Essa ação é simplória. Ao invés da necessária e eficaz educação sanitária.
Não é a técnica construtiva em taipa de mão (aquela que feita em sua integra proporcionará abrigo seguro), ou o material terra utilizado na edificação que implicam na infestação e instalação dos triatomíneos. São as frestas – o que chamo hotel de peçonhas - e a alimentação disponíveis, independentemente do material e técnicas construtivas.
Falsa segurança:
Casas de alvenarias de tijolos cerâmicos, blocos de concreto, plástico, aço ou mesmo concreto armado, ainda que erigidas com boas técnicas construtuivas, podem proporcionar condições de infestação para inseto tão oportunista. A proximidade com ambientes infestados e ambientes de repouso abafados e com número de pessoas excessivo são condições de alto risco.
Como engenheiro de segurança, sei que um acidente só ocorre se tivermos dois elementos que o compõem: a condição insegura e o ato inseguro.
Sei ainda que medidas preventivas gerais são mais necessárias, menos dispendiosas e muito mais eficientes do que as de proteção individual.
As pessoas podem pensar que uma casa pelo simples fato de ser construída com alvenaria basta para ser segura, colocando em maior risco uma determinada população.
Bota abaixo:
“Uma campanha para esclarecer à população sobre a doença de Chagas e o transmissor, o barbeiro (Trypanosoma cruzi), um protozoário parasita, está sendo feita por técnicos da Secretaria da Saúde do Estado e da Fundação Fiocruz, órgão do Ministério da Saúde na Região do Cariri.

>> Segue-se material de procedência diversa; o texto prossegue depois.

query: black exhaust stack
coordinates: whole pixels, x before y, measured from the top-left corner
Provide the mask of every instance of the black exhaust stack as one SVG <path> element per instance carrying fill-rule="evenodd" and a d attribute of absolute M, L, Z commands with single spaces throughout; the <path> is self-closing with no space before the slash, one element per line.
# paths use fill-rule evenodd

O mesmo trabalho foi desenvolvido em municípios do Sertão dos Inhamuns. Foram visitadas residências da zona rural e sede das cidades para identificar possíveis transmissores da doença cujo nome foi dado por seu descobridor, o cientista brasileiro Carlos Chagas.
Na proposta de trabalho, a pesquisa tem como meta estudar e identificar as possíveis espécies de palmeiras buriti, macaúba, carolé, coco babaçu, plantas que possam ter possíveis associações com o barbeiro, principalmente a palmeira. O trabalho dos técnicos começou pelo Sertão dos Inhamuns, no fim de semana passado, em parceria com a Prefeitura de Tauá. No município, foi instalada a área piloto no distrito de Carrapateiras, região norte da cidade. O projeto envolve também Crateús, Quiterianópolis, Independência, Novo Oriente, Parambu e Aiuaba.” (sic)

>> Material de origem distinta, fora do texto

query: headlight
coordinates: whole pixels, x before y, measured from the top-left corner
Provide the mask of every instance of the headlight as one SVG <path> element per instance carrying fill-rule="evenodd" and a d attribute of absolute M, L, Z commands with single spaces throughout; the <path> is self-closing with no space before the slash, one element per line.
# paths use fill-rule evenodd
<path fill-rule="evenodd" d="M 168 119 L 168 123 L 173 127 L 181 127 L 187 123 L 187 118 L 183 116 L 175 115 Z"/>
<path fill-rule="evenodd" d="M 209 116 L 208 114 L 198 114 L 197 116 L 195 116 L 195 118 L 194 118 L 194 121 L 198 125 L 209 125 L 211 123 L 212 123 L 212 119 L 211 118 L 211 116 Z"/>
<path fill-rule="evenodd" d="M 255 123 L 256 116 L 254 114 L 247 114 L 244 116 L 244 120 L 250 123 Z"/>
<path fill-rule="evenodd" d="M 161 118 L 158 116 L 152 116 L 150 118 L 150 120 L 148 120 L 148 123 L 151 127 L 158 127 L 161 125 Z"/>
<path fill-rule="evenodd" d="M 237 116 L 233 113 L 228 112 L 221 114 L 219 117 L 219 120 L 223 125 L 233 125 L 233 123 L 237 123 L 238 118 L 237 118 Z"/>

O que faremos se uma espécie nativa tiver associação com o barbeiro?
Temo que o mesmo que ocorreu em São Paulo no século XIX – documentado pelo fotógrafo carioca Militão – possa ocorrer a essa(s) espécie(s).

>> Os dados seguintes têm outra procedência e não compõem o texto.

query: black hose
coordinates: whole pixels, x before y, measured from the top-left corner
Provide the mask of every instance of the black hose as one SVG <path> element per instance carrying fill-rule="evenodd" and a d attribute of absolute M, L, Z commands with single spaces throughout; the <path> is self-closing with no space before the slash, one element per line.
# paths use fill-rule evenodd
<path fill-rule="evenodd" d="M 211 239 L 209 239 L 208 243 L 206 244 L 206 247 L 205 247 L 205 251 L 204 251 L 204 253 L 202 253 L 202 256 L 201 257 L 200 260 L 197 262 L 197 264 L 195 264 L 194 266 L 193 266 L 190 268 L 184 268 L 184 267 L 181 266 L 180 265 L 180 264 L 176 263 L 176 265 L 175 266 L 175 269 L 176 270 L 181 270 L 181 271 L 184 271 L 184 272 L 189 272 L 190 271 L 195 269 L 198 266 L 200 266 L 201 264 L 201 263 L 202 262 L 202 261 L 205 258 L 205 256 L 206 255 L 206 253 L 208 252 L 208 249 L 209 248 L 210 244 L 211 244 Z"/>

Infestações como as que ocorrem em Salvador, Santa Filomena, Lagarto, Cáceres, Corumbá e Ladário, por exemplos, têm causas outras que não a técnica construtiva com terra, tais como: o imenso desmatamento ocorrido que promoveu a eliminação de habitats e espécies, e outras intervenções que aceleram os desequilíbrios ambientais e, evidentemente, as habitações precárias – sejam quais forem suas técnicas construtivas.
A ignorância é um grande mal que deve ser combatido, mas, por incrível que pareça, há coisa pior ainda!
Pior do que o não saber, é se pensar que sabe.
Louve-se o trabalho realizado pelo Laboratório de Triatomíneos da Fiocruz que promove a ciência (o conhecimento) que envolve esse terrível problema.
É indiscutível que esse problema de saúde pública tem que ser incessantemente combatido.
Talvez, através do conhecimento, com ele outros tantos males como: dengue, febre amarela, ébola, etc., deixem, efetivamente, de ser problemas gravíssimos que assolam a humanidade toda.